Tylko Ty, Panie, masz taką moc, by ukoić mnie...
Przyjdź, opatrz me rany.
Dotknij mego serca, by kochało.
Przebacz niewiarę, nadzieję zbudź, rozpal mnie..."
Coś się w sercu zadziało.
---
Wtorek?
Rano ostra uwaga w pracy, czułam się źle, maksymalnie. Oberwało się mocno... Wiem, że z mojej winy, ale naprawdę nie miałam sił... I popłynęły łzy, gdy wróciłam do biurka... Wykonując telefon ciężko mi było się ogarnąć, mówić serdecznym głosem... Zamiast tego, robiłam to bez entuzjazmu...
A póżniej... Poszłam na Adorację. Wysiedzieć nie mogłam.
Uśmiech przemieszany ze smutkiem. Nie wysłowiłam się, nie potrafiłam. Jak dziecko mówiłam obrazami. Mało konkretnie. Nie widziałam. Zablokowało mnie jedno wspomnienie, jeden cytat... No i ten zwrot... Siostro... Dwukrotnie powtórzony... Niby nic, a się wzruszyłam...
„Późno Cię pokochałem, Piękności tak dawna a tak nowa, późno Cię pokochałem! A oto byłaś wewnątrz, a ja byłem zewnątrz i tam Cię szukałem i ku pięknym kształtom stworzonym przez Ciebie lgnąłem, sam bezkształtny. Byłaś ze mną, a ja z Tobą nie byłem. Z dala od Ciebie trzymały mnie te rzeczy, które jeśli w Tobie nie są, nie są. Zawołałaś, wezwałaś i przerwałaś moją głuchotę; zabłysnęłaś, zajaśniałaś i usunęłaś moją ślepotę; zapachniałaś, odetchnąłem i wzdycham ku Tobie; skosztowałem i łaknę i pragnę; dotknęłaś mnie i zapragnąłem Twojego pokoju.” (Augustyn, "Wyznania”, X, 27)
"Niespokojne jest serce człowieka, dopóki nie spocznie w Bogu" (Augustyn, "Wyznania", I, 1)
A potem wieczór z Józefem egipskim... Przypomniały się słowa: "Słuchałem rozważania na jego temat i pomyślałem wtedy: ' to o niej. ' - to twoja historia, wypisz-wymaluj; pamiętaj jak ona się skończyła. Nie ma takiego zła, z którego nie wyszłoby dobro." Wtedy gdzieś tam tylko uznałam, że ma rację... Po wczorajszym widzę, jak bardzo miał rację... Ta historia wywołała duży rozruch w sercu.
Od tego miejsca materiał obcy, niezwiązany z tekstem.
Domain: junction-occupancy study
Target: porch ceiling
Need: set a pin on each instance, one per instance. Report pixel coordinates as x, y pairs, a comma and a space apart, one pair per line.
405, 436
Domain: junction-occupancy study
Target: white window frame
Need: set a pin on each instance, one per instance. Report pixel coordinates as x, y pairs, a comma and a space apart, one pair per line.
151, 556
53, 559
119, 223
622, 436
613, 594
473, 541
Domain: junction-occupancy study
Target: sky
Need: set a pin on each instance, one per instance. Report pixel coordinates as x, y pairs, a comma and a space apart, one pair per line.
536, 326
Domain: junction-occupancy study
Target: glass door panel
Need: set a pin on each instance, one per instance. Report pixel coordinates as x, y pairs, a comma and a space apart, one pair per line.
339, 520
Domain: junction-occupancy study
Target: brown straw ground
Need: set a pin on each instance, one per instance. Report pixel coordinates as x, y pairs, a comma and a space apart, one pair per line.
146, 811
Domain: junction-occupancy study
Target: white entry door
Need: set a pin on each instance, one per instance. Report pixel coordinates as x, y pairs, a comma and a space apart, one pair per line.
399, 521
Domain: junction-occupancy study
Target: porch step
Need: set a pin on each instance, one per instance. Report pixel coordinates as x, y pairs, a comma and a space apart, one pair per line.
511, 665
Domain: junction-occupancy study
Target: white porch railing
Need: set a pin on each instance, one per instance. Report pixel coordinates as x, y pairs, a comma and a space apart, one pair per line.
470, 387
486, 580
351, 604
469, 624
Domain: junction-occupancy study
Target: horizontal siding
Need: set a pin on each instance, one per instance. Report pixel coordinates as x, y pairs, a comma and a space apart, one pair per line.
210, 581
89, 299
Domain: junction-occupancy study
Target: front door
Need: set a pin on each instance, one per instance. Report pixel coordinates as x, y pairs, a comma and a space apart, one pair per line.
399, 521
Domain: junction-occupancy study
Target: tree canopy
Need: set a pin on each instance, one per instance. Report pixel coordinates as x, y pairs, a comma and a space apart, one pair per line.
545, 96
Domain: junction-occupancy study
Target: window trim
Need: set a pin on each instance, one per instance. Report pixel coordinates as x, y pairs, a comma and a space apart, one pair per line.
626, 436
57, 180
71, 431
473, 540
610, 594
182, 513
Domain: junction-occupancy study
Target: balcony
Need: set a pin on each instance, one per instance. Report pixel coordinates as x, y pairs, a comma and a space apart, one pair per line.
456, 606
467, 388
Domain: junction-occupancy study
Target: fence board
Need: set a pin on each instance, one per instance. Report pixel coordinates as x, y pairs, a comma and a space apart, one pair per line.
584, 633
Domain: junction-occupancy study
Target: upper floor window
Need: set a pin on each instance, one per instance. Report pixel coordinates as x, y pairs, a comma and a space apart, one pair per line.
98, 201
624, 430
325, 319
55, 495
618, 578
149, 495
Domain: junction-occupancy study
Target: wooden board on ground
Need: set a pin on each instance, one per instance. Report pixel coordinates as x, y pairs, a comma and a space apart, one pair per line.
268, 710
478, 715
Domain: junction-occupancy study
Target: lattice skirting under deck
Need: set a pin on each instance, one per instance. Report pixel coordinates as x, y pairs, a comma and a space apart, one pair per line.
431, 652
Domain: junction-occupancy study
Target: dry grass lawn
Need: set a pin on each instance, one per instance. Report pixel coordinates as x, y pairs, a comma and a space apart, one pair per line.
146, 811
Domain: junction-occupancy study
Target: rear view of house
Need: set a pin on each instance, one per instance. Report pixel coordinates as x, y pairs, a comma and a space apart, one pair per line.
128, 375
Dużo spraw się pootwierało... Ale ufam, Boże, że rzeczywiście - nie ma takiego zła, z którego byś nie wyprowadził dobro...
-----
No i na "dobranoc" mail, po przeczytaniu którego chyba się zawiodłam... Proszę o modlitwę...
Nom. Dobrze jak chociaż trochę się otworzymy na łaskę,a wtedy już Pan Bog będzie dzialal sam.